3. | Exercise of Option and Provisions for Termination. |
(a) Vesting. Except as otherwise provided herein or in the Plan, this option shall first be
exercisable with respect to all of the shares of Common Stock subject hereto on the first
anniversary date, and shall remain exercisable until the tenth anniversary date. In no event may
this option be exercised at any time after the tenth anniversary date.
(b) Method of Exercise. Subject to the conditions hereof, this option shall be exercisable
from time to time by the Participant giving written notice of exercise to the Company, specifying
the number of shares to be purchased and the purchase price to be paid therefor and accompanied by
payment in accordance with Section 4 hereof. Such exercise shall be effective upon receipt by the
Treasurer of the Company of the written notice together with the required payment. The Participant
shall be entitled from time to time to purchase less than the number of shares covered hereby,
provided that no partial exercise of this option shall be for less than 10 whole shares.
(c) Termination of Service. Except as provided in Section 3(f) below, if the Participant’s
service as a director of the Company terminates for any reason other than retirement, change of
control, total disability or death, this option shall immediately terminate if the option is not
then exercisable. If the option is exercisable on the date of termination of
service as a director, the option shall remain exercisable during the three-month period following the date of
termination, at which time it shall terminate. Notwithstanding the foregoing, in no event may the
option be exercised after the tenth anniversary date. If the Participant dies during such
three-month period, this option shall be exercisable by the Participant’s personal representatives,
heirs or legatees for the remainder of such three-month period.
(d) Death. If the Participant dies while a director of the Company, this option shall
immediately terminate if the option is not then exercisable. If the option is exercisable on the
date of death, the option shall remain exercisable by the Participant’s personal representatives,
heirs or legatees until the tenth anniversary date.

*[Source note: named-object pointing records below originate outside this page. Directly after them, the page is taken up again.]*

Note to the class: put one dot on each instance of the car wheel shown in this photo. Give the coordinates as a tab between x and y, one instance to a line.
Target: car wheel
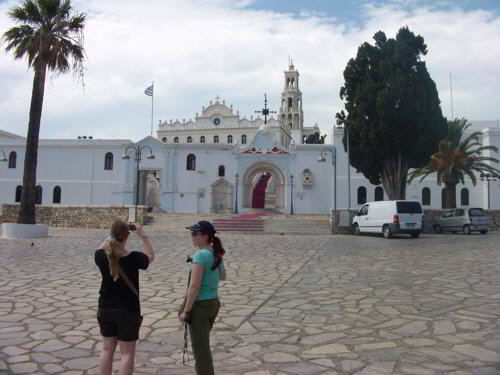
386	231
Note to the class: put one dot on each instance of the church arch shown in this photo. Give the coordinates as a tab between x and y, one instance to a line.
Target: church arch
275	191
222	196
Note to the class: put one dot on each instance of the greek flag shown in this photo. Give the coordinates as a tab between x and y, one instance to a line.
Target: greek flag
149	91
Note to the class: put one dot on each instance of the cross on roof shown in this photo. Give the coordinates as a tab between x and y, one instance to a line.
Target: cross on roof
265	111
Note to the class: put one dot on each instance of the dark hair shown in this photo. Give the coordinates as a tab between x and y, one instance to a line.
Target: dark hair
218	249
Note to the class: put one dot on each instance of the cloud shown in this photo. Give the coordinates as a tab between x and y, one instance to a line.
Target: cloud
195	50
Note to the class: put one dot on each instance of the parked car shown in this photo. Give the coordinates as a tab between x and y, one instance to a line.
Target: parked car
465	220
388	218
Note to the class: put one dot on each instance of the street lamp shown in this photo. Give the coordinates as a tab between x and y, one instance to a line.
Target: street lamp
322	159
3	157
487	177
236	194
138	157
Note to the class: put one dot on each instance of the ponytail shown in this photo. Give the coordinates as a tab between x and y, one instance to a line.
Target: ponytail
113	259
119	233
218	251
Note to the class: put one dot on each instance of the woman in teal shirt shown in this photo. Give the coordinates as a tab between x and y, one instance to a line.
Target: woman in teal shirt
202	303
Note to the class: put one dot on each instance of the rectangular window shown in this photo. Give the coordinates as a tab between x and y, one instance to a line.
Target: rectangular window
409	207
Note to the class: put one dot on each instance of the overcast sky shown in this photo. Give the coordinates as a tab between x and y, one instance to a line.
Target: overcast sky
238	49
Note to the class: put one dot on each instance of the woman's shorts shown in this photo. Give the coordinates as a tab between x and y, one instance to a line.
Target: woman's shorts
119	323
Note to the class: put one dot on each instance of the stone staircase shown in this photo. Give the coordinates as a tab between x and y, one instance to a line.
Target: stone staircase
266	222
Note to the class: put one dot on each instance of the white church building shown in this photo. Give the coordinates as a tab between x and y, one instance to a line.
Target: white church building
219	162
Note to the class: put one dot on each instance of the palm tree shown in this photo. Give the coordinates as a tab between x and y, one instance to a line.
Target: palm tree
49	35
459	155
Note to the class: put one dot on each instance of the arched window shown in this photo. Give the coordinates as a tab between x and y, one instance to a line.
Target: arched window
426	196
443	197
56	196
38	194
12	159
191	162
379	193
108	162
464	197
361	195
19	191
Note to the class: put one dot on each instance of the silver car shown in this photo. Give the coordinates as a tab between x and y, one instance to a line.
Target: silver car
465	220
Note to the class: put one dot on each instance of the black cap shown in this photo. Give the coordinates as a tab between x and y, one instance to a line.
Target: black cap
202	226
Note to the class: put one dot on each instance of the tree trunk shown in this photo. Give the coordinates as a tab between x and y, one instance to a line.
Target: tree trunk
451	195
27	205
394	176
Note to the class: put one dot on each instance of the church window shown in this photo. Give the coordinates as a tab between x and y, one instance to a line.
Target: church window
12	159
361	195
38	194
426	196
191	162
56	197
19	191
464	197
379	193
444	194
108	161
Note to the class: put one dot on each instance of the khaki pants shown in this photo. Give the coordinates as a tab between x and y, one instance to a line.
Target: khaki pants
203	316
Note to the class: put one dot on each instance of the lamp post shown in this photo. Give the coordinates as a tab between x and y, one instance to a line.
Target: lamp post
487	177
3	157
322	159
138	157
236	193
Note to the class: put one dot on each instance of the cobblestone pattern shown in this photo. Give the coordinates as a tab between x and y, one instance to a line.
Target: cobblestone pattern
292	305
74	216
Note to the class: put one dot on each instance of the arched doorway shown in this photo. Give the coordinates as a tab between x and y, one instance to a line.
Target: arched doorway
264	187
221	196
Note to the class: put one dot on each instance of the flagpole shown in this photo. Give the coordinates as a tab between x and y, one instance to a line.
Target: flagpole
152	96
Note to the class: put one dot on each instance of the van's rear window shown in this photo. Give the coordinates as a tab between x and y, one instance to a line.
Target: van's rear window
409	207
476	212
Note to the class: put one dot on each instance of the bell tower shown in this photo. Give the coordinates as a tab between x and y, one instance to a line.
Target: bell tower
291	115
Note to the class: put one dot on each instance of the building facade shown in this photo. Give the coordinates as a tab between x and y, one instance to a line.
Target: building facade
220	162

(e) Retirement/Disability. In the event the Participant’s service as a director of the
Company terminates by reason of the Participant’s retirement or total disability, this option shall
immediately terminate if the option is not then exercisable. If the option is exercisable on the
date of termination of service, the option shall remain exercisable by the Participant until the
tenth anniversary date, or, if the Participant dies before the tenth anniversary date, by the
Participant’s personal representatives, heirs or legatees until the tenth anniversary date. For
purposes of this Section 3(e), “retirement” shall mean the Participant’s voluntary resignation from
the Company’s Board of Directors (including a decision not to stand for reelection) either (i) at
age 62 or above and after a minimum of five years of service as an employee or director of the
Company or any of its subsidiaries, or (ii) after a minimum of nine years of service as a director
of the Company; and “total disability” shall mean a disability which, in the reasonable opinion of
the Board of Directors, renders the Participant unable or incompetent to carry out the
Participant’s duties, responsibilities and assignments for a period of ninety (90) consecutive
days.
(f) Voluntary Termination. In the event of the Participant’s voluntary termination of
membership on the Board of Directors of the Company, other than as a result of retirement or total
disability, the Board of Directors may, by giving written notice to the Participant, provide that
any portion of this option that was otherwise exercisable on the date of termination of the
Participant’s directorship may be exercised within a one year period following the date on which
the Participant ceased to be a director, as set forth in written notice to the Participant, but in
no event after the tenth anniversary date. If the Participant dies during such period, this option
shall be exercisable by the Participant’s personal representatives, heirs or legatees, to the same
extent that the Participant could have exercised this option on the date of his or her death. This
option or any unexercised portion hereof shall terminate unless so exercised prior to the
expiration of ten years from the date of its grant.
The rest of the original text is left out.